Remember when we all used to sit on this couch and watch TV together?" I said to my husband and youngest daughter.
"Mmmmm," said she.
"Yeah," said he.
The television was on but we weren't watching it. Instead, my husband was glued to his iPhone as he has been pretty much since he bought it six months ago.
It is his constant companion, even in the bathroom where, for the first time in his life, he manages to multi-task between gazing adoringly at its screen and brushing his teeth.
My daughter was tapping away with lightening speed on the laptop, monitoring her Facebook page. Most nights it resembles an electronic minefield with chats popping up every few seconds from her friends, and photos being scrolled through in haste.
She usually conducts this activity while also talking to one of her friends on the phone.
"Chat me, I can't find you!" she instructs. "Why did you just block your Mum's friend?" she asks.
While all this is going on I am reading my iPad. Yes, I own an iPad. I have kept it secret simply because my role as an ambassador for iPhone widows has meant I have a barely concealed dislike for anything beginning with a lower case 'i'.
And then my iPad turned up as a Valentine's Day present with the words 'Wendyl, Happy Valentine's Day darling' engraved on the back.
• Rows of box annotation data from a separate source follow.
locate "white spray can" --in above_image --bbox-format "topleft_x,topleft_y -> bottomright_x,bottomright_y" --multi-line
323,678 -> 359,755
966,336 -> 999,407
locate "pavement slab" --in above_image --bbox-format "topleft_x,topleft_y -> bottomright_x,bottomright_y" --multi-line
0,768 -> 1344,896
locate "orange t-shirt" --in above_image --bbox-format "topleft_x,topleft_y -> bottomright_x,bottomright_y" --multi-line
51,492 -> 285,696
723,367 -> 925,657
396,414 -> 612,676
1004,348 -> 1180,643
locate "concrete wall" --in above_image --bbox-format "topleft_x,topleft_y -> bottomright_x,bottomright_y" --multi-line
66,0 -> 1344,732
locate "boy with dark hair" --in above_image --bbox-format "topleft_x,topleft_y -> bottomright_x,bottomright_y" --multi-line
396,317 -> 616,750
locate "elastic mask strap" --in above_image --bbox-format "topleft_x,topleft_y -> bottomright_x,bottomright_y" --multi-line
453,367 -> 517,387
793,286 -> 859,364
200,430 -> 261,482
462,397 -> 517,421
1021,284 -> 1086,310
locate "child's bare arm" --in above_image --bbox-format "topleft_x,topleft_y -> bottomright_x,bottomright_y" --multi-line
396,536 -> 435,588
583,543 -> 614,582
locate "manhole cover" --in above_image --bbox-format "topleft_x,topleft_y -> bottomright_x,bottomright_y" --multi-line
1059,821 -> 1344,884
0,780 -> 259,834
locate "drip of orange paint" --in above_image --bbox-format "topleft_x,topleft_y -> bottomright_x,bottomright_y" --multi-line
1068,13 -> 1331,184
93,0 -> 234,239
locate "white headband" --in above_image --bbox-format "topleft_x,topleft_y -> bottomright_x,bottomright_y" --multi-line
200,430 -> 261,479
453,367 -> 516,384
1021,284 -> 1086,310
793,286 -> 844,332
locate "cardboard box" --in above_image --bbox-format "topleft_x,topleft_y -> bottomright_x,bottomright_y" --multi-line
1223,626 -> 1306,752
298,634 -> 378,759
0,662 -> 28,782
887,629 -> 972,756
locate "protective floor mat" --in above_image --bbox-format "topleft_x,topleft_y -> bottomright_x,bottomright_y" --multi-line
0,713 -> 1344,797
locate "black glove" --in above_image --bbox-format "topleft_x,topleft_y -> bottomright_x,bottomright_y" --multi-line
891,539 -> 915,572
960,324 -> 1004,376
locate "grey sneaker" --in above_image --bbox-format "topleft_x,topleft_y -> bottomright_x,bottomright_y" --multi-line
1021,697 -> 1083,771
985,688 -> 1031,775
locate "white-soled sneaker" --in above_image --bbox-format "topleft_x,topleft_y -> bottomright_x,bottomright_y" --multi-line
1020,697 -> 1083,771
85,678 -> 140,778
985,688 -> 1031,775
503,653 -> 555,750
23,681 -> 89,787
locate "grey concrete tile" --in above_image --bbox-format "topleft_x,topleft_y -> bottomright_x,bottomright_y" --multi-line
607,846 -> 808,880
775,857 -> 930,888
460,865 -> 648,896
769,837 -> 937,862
It would have been churlish to have rejected the thing so I smiled sweetly and spent the next few weeks eyeing it up suspiciously from the other side of the room.
These days we get together once a day to read my favourite British newspapers. I do The Times crossword to ward off Alzheimer's and I download and read Vanity Fair and Oprah for half the price I pay for their hard copies to be flown out here and stocked by a bookshop.
And so, there we were, the three of us, snuggled up on the couch enjoying our own web-based worlds rather than joining forces and watching a TV show which was trying and failing to get our attention.
"I guess, at least, we're all together," I said, hoping to get some conversation going. "There's a story in The Times about how people are abandoning their living rooms for their beds because it's just so much more comfortable going online with your iPad while you recline under your duvet than being distracted by a box in the corner of the room. Sales of big cushions and comforters for the bedroom are through the roof!"
"I'm off to bed," said our daughter, taking the laptop and a big cushion with her.
"You spend more time in the bedroom than the living room," said my husband.
"Oh, I'm sorry, did you say something?" I said. "It's just that usually when you are with your iPhone it gets all of your attention. I'm just reading an article about a survey of Stanford University students which found that it is possible to be addicted to your iPhone."
"When the kids are trying to find you they usually head straight for the bedroom. Not your office, not the kitchen and not the living room. You are most often in the bedroom," he said.
He did have a point. I have found that working in bed is the best way to fool myself into meeting a deadline because if you're in bed, especially under the duvet, it's not like you are working. To work you must sit upright at a desk and look at your computer screen.
"I'm just reading an article about how it is possible to become addicted to your bed," he said, before laughing his head off and insisting that I watch yet another YouTube video on his iPhone.
And then it went silent. I read with interest about the difficult decision to be made by Royal Wedding guests over whether to wear a hat or a fascinator and he started moving his index finger vigorously across his iPhone screen.
I had a peek and found that the man I married mostly for his brain was trying to fling birds at a building full of cartoon pigs in what seemed to be a rather pointless game.
"Remember when we used to talk?" I remarked, before grabbing my iPad and heading for bed.
"Yeah," was all he said before high fiving the air and announcing he'd got through to the next round.